XMR touted its ASIC-resistance as a selling point and has been obsessing over being CPU-only. I think that was a mistake.

This should be a seperate discussion because it's unrelated to the current proposal.

[coffnix]

I am fully in favor of the anti ASIC model, because I believe it is the only real way to keep a network decentralized. RandomX was created precisely to neutralize the unfair advantage of proprietary hardware, making it unfeasible or economically absurd to develop specific ASICs and favoring the use of common CPUs, this brings mining back to the people, not to factories and corporations.

When I say one CPU equals one vote, I mean that every person with a computer has the same weight in the network, without privileges for those who control chip production lines. With ASICs this is impossible, whoever dominates manufacturing and logistics monopolizes mining and, in practice, sets the rules of the system.
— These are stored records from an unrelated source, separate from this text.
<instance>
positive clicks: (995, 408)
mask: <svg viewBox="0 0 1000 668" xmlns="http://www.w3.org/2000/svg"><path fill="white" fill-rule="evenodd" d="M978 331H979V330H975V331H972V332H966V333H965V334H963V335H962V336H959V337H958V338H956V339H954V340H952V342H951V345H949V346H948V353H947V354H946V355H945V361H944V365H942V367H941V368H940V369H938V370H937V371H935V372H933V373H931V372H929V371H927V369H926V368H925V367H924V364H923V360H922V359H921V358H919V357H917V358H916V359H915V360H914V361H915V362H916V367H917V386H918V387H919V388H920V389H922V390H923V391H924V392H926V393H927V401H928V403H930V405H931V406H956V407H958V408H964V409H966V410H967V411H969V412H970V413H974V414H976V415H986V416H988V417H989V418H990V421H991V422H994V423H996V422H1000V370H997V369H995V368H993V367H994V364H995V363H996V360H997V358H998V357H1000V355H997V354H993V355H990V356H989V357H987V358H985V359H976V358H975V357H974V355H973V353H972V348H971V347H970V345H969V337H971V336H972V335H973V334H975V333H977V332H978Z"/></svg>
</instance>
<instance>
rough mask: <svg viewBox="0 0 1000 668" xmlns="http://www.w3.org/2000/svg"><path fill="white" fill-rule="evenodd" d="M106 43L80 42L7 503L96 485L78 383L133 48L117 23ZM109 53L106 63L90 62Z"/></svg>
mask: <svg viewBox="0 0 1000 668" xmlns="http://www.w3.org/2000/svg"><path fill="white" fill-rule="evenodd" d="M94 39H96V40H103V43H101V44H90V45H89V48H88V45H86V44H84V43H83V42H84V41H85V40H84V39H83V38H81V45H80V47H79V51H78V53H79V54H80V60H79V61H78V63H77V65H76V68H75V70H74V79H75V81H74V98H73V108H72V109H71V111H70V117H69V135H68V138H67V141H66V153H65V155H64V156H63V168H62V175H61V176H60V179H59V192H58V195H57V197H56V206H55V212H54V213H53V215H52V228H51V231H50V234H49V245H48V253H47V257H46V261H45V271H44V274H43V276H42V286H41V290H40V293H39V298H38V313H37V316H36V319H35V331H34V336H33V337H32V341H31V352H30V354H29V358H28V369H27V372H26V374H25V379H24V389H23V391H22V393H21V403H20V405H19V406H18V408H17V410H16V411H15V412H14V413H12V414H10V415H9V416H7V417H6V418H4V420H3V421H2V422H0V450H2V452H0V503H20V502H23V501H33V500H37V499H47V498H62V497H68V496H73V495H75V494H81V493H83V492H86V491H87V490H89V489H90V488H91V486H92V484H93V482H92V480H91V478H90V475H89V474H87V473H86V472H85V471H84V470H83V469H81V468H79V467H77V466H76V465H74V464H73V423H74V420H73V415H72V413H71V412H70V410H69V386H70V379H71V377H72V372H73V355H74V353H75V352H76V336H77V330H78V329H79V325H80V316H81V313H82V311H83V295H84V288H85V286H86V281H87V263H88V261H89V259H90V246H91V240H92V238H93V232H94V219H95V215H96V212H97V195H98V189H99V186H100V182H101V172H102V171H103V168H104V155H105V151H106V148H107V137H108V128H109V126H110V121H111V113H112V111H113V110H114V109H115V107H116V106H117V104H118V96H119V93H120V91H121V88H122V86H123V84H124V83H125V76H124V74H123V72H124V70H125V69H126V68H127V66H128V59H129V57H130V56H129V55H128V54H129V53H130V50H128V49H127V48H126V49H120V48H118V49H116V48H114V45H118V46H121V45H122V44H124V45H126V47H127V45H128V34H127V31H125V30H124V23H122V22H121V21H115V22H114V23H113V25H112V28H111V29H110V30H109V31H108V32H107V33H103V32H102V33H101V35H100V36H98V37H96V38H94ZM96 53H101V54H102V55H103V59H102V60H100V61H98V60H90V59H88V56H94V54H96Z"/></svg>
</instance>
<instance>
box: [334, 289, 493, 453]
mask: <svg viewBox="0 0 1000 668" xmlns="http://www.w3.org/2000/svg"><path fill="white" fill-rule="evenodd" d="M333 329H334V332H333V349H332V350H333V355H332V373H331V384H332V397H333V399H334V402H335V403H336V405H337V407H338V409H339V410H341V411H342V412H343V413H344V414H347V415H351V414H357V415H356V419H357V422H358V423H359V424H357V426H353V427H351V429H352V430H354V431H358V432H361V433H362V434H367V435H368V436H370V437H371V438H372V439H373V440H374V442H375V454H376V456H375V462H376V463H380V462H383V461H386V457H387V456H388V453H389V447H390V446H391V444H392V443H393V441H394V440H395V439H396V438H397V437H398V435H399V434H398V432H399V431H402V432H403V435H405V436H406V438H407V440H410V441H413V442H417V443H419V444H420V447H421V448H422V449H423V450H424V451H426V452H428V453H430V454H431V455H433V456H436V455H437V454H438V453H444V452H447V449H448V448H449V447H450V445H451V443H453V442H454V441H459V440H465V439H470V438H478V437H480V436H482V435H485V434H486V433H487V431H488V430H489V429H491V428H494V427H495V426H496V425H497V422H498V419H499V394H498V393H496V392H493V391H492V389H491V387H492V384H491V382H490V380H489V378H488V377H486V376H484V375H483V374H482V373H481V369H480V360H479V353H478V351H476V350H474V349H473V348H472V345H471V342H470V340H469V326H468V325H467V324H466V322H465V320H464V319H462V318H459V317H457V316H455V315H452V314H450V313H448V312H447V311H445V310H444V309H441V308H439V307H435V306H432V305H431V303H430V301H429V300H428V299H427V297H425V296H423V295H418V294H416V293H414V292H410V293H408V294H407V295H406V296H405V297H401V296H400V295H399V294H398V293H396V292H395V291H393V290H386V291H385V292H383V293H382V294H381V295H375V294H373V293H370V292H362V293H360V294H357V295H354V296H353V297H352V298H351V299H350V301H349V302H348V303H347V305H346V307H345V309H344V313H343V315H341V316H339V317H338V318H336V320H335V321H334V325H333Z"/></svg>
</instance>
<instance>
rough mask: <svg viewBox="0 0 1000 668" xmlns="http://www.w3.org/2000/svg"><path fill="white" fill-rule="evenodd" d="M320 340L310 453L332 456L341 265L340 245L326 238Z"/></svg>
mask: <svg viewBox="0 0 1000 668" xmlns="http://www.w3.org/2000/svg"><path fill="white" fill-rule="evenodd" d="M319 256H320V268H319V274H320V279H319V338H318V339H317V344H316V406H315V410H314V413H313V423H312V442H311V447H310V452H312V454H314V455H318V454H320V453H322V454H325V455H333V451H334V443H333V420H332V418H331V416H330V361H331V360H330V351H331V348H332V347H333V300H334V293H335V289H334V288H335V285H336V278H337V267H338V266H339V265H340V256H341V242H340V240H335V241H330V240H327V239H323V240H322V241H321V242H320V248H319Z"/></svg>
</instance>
In my view, ASICs raise entry barriers and concentrate power in the hands of a few, if only those with capital and factories can mine, the network stops being free and becomes a digital oligopoly. CPUs are everywhere and allow anyone to participate, this increases censorship resistance, spreads power geographically, and reduces single points of failure.
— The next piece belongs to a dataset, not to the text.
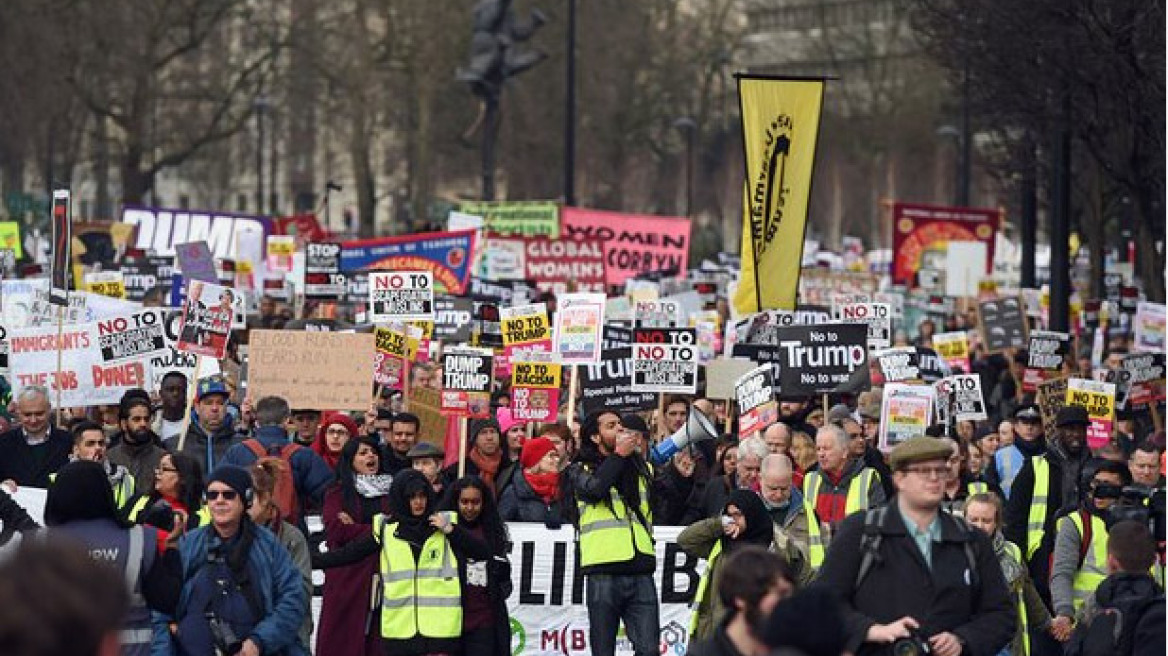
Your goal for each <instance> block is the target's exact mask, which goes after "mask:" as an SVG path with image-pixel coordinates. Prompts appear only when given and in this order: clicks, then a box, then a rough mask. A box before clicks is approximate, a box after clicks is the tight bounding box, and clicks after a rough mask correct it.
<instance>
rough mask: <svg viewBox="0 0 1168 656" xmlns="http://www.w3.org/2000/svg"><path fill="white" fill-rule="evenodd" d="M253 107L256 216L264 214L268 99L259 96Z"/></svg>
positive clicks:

Keeping the anti ASIC ideal reduces the risk of coordinated attacks and prevents a single entity from capturing the global hash, the cost to dominate a CPU based network is very high and broadly distributed, this economic pressure is what sustains security in the long run. That is why, for me, anti ASIC together with the one CPU equals one vote principle is the foundation of a fair, secure, and truly democratic network.

As for Proof of Time, it has merits, but it is not a silver bullet. Time can be forged by malicious nodes in eclipse scenarios, any protocol that derives consensus from logical clocks must treat bias, outliers, and quorum with extreme care, otherwise it becomes a vector for network splits and segment capture. The practical conclusion is straightforward, POT does not replace RandomX PoW, which has already proven resilience over time and to Qubic’s bogus 51% attack, POT serves as a complement with well defined boundaries against economic selfish mining, but only as an additional layer on top of RandomX, not a full replacement.

If the idea is to experiment, it is better to treat POT as an auxiliary layer, not an engine swap, use POT deadlines or intents as fairness telemetry and ordering inside pools, while consensus remains purely RandomX. This way you can harvest some practical finality gains and reduce withholding at the pool scope, without opening the attack surface of the base protocol.

Thanks to @r-a-d-a-n-n-e for the blueprint and the technical provocation, serious debate is born when someone pokes the comfort zone. The critique here is engineering, not politics, the design has to hold up on real networks with real latencies and real adversaries, which requires validating assumptions about time convergence, fork reconciliation, and targeted Sybil resistance before talking about a hard fork.

A concrete path is to test POT in decentralized pools like p2pool through a proxy that accepts intents, computes deadlines, and applies internal selection and payout rules, while keeping the winning block under standard RandomX. If it works, great, it becomes an operational improvement for the pool, if it does not, the main chain stays intact and the experiment dies in the right scope.

Another good suggestion would be to adjust rewards, where we could keep payouts for both cases, paying more to whoever announces the block earlier and also paying partial rewards to orphaned blocks, which would make it unappealing to delay block announcements using POT and its timestamp logic, and would privilege higher payment for whoever publishes first, which would disincentivize selfish mining in most cases. Let us think this through carefully, discuss the possibilities, and treat code as code, sharing example implementations and testing many approaches so that the best code wins against the current financial attack threat. We know this is not a cyber attack, it is a financial attack, so I believe the ideal solution should be based on financially disincentivizing selfish mining.